Zur Grafikkarte:  Der Hersteller ist Nebensache. Die 1080TI ist schneller als eine normale 1080, ob die nun von Herstellet X oder Y kommt ist völlig egal.  Wenn du das Budget hast hol dir die 1080TI, dann hast du etwas länger Ruhe. Aktuell reicht auch eine günstigere Karte, ich kann mit der 1070 auch alles mit vollen Einstellungen spielen.

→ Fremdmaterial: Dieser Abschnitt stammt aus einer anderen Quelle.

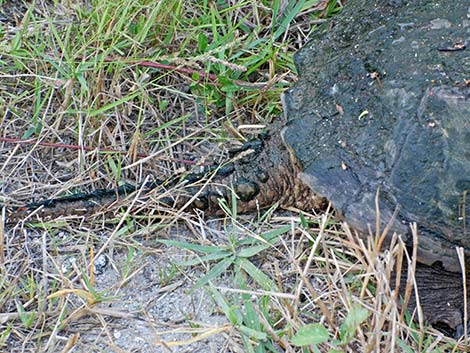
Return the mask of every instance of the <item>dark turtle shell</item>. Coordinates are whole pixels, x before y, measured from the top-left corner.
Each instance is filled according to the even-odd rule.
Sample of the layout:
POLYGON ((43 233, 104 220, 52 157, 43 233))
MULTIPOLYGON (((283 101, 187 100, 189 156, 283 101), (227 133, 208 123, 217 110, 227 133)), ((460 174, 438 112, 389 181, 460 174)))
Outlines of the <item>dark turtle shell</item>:
MULTIPOLYGON (((470 250, 470 6, 351 0, 295 57, 283 138, 354 228, 419 227, 419 261, 470 250)), ((409 238, 409 237, 408 237, 409 238)))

Dafür wird diese Karte halt früher an ihre Grenzen kommen als die 1080 TI.


----------



## Paddi1232 (11. Juni 2018)

Danke das hilft mir schonmal weiter.



Gareas schrieb:


> ich kann mit der 1070 auch alles mit vollen Einstellungen spielen. Dafür wird diese Karte halt früher an ihre Grenzen kommen als die 1080 TI.

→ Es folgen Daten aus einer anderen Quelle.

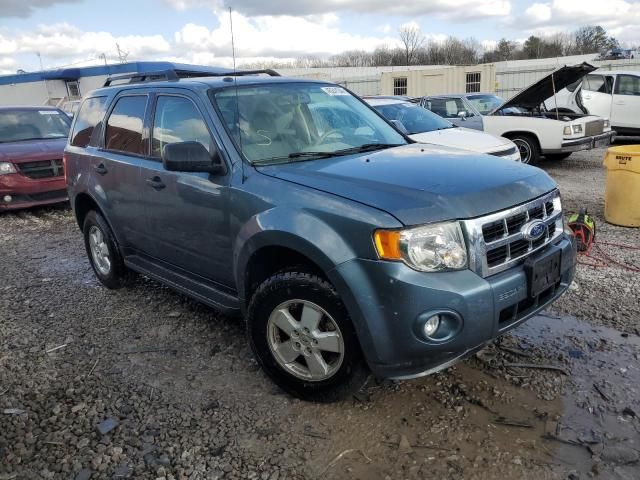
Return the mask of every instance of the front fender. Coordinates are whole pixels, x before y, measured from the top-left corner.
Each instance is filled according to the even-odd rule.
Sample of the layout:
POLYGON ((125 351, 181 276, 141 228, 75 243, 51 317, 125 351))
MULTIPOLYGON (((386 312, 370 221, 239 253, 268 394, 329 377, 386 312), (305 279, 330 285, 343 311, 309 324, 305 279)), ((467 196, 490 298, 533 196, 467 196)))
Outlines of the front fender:
POLYGON ((234 277, 241 297, 251 256, 262 247, 286 247, 304 255, 325 274, 356 257, 345 239, 330 225, 304 210, 272 208, 251 217, 233 246, 234 277))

Das bezieht sich in deinem Fall auf UWQHD Auflösung?

Hab jetzt festgestellt, dass der RAM den ich mir ausgesucht hab scheinbar zu schnell fürs Mainboard ist. Da werd ich wohl nochmal bei den 2444 MHz Teilen schauen. Allerdings konnte ich bisher bei keinem rauslesen ob Dual Rank oder nicht. (Woran erkenn ich das?)
Beim Prozessor werd ich wohl dennoch bei AMD bleiben.  Bei den Bundles macht eh der Lieferant gleich das BIOS Update mit. Insofern wäre ich hier wohl abgesichert 

Hab mir jetzt mal eben ein paar Streaming und reine Gaming Benchmarks angesehen. Der Aufpreis zum 2700X lohnt wohl. Zum Intel aber dann doch nicht mehr.

Eigentlich wärs mir nicht wichtig, aber da es sich jetzt (eher zufällig) so ergeben hat, dass die von mir ausgesuchten Lüfter alle RGB Beleuchtung haben - kann ich die dann in jedem Fall steuern oder muss ich hier auch auf irgendwas bestimmtes aufpassen?
Das heißt eigentlich ist nur noch unklar ob Netzteil, WaKü, Gehäuse so zusammenpassen wie ich mir das vorstelle und welchen RAM ich letztendlich verbauen kann.

lg


----------



## Herbboy (11. Juni 2018)

Netzteil in der Tat: die Watt sind sinnlos, lieber für 60-80€ ein GUTES Netzteil mit "nur" 450-500W Nennwert, das liefert bei Bedarf auch mal mehr als 500W, wobei das mit SO einem PC ohnehin niemals so viel Watt sein werden. 

Bei der Kühlung: moderne Luftkühler sind schon sehr leise, ich weiß nicht, ob es sich wirklich lohnt, einen solchen Wassserkühler zu nehmen und mehr als 40-50€ bzw. 50-60€ (falls du übertakten willst) auszugeben.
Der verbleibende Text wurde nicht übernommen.